Filler words, or dead wood
Words like actually, totally, absolutely, completely, continually, constantly, continuously, literally, really, unfortunately, ironically, incredibly, hopefully, finally can usually be cut from a sentence without affecting the meaning.
Take out started to/began to verb phrases: e.g. she started to read the letter aloud; he began to run after the dog. Usually these can be removed, making the action verb stronger: she read the letter aloud; he ran after the dog.
Similarly, replace a weak verb + adverb with a strong verb: Angrily she set the cup and saucer onto the table could become She slammed the cup and saucer onto the table.
Cut adverbs that repeat the sense of the verb they’re attached to: the TV blared loudly; she shrieked piercingly.
Some writers advise on cutting all –ly adverbs from your work, especially when they’re used as dialogue tags: e.g. ‘I’m not going to let you get away with that,’ he said grimly.
Do you have lots of stage directions: e.g. characters moving around a scene, changing location, making tea or coffee, getting dressed, entering or leaving rooms/cars? Too much mundane detail slows the pace of a scene.

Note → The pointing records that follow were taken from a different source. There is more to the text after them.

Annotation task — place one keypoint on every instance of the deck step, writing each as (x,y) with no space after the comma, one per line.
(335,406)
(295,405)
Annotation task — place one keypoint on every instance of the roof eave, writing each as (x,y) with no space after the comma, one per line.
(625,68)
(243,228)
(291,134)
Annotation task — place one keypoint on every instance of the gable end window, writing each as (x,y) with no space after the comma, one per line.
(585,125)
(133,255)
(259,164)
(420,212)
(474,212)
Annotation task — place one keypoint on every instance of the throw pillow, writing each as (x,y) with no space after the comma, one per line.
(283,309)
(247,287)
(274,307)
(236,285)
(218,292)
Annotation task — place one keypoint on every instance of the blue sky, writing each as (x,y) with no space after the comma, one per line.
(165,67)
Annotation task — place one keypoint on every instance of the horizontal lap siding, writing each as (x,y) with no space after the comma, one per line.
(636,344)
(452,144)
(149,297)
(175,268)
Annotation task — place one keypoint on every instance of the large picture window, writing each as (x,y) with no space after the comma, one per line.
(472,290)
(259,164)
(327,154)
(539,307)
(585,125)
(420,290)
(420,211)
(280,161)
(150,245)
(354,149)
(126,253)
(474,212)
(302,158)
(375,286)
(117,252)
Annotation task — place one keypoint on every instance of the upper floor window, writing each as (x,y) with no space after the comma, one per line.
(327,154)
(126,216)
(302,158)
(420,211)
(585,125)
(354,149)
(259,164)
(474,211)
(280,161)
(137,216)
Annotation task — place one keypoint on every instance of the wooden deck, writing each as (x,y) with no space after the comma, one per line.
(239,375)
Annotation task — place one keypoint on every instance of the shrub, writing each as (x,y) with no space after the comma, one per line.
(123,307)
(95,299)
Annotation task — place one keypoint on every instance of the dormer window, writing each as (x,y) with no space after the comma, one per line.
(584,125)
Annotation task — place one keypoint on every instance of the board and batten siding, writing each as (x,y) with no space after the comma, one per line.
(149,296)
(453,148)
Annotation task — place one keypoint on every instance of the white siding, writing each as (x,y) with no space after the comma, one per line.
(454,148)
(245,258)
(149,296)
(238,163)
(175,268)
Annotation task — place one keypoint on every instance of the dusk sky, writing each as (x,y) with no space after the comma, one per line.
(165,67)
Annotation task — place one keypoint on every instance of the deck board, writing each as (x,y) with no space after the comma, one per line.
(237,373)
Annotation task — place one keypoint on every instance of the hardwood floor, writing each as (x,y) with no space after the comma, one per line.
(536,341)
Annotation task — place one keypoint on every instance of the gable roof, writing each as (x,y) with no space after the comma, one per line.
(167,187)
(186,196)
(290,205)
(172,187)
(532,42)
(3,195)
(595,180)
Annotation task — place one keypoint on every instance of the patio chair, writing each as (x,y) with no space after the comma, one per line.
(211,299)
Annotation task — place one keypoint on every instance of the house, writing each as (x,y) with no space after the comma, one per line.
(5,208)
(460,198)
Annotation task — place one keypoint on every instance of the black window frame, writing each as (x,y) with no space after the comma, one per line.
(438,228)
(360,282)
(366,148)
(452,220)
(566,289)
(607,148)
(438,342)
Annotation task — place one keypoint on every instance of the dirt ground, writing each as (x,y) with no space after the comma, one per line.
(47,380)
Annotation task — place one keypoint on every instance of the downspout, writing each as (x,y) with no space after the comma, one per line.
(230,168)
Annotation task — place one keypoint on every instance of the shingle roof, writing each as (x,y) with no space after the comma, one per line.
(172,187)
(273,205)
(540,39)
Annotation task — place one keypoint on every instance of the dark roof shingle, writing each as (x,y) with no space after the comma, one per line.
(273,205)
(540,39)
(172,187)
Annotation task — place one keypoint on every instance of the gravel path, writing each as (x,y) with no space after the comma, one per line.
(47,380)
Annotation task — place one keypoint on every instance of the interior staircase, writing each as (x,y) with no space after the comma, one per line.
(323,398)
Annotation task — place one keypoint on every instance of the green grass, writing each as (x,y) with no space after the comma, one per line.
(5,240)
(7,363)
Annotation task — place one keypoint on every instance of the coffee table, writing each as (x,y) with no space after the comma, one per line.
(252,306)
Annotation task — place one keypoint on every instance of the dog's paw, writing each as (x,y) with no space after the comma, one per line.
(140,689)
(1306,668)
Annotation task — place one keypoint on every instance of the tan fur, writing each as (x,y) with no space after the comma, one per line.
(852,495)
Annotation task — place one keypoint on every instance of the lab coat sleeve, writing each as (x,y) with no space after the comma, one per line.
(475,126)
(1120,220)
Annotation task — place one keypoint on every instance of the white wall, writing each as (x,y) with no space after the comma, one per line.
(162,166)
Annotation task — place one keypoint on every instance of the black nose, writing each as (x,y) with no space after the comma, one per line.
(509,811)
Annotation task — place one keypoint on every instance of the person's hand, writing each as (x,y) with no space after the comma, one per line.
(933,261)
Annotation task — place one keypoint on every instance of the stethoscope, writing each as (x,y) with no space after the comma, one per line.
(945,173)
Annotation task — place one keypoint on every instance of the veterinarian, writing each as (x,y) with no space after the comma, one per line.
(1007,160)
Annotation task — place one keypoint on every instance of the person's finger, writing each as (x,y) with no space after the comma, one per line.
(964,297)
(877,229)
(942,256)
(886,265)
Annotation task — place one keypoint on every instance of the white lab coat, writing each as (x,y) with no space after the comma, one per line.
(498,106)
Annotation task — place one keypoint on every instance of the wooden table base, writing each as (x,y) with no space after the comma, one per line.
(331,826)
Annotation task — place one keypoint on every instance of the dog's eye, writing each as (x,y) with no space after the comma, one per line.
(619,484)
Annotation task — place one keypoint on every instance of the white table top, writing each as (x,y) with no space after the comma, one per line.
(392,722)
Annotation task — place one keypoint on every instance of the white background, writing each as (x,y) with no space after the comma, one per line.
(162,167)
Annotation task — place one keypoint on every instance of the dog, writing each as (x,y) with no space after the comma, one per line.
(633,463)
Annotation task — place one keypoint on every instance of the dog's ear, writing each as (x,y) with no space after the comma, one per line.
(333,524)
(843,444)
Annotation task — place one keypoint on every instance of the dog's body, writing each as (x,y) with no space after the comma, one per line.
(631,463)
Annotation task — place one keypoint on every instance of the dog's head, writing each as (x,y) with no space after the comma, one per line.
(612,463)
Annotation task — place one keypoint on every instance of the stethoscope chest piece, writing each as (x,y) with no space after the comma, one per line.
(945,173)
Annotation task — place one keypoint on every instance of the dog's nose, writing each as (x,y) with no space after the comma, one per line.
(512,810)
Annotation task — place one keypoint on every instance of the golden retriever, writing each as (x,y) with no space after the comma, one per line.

Look out for repetition of words or phrases in the same sentence or paragraph.
Many authors have a favourite word or phrase that may end up being overused in the manuscript.
Avoid overuse of italics for emphasis. And take out all – or almost all – your exclamation marks. If your writing is strong and confident, you won’t need these props.
Read your dialogue aloud so you can hear the rhythm of your characters’ speech. If the dialogue sounds stilted, try using fragmented rather than full sentences; and replace full verb forms with contractions (e.g. don’t, can’t, haven’t, I’d, they’ll).
Consider breaking up overly long sentences, or long blocks of dialogue. Have other characters interrupt; or use a sentence of narrative text to break up the dialogue.
Avoid overusing characters’ names in dialogue, especially when characters know one another well.
A lot of dialect in a manuscript can become off-putting for readers: e.g. Wha’ d’ya mean, git away from ’em? Instead, use syntax and rhythm to suggest an accent or some other aspect of a character’s background.
Check the dialogue itself conveys the emotion you want to get across; resist the temptation to explain it to the reader: e.g. ‘You can’t be serious,’ she said in astonishment.
Have you stuck to simple speech tags – e.g. said, asked – or do you have a list of alternative verbs running down the page? Try replacing them all with ‘said’, then take out the ‘saids’ you don’t need because it’s clear from the context who’s speaking.
Thoughts don’t need quote marks because they’re not spoken out loud.
Styling your Word document
Avoid using hard returns to insert space into a manuscript; instead, insert a line break at the end of each chapter.
Rather than using tab marks or spaces to indent the first line of a new paragraph, use the paragraph function in Word and select ‘First line’ in the Indentation option.
Keep your Word styles very simple: e.g. Normal for body text; Heading 1 for chapter titles; Heading 2 for subheadings.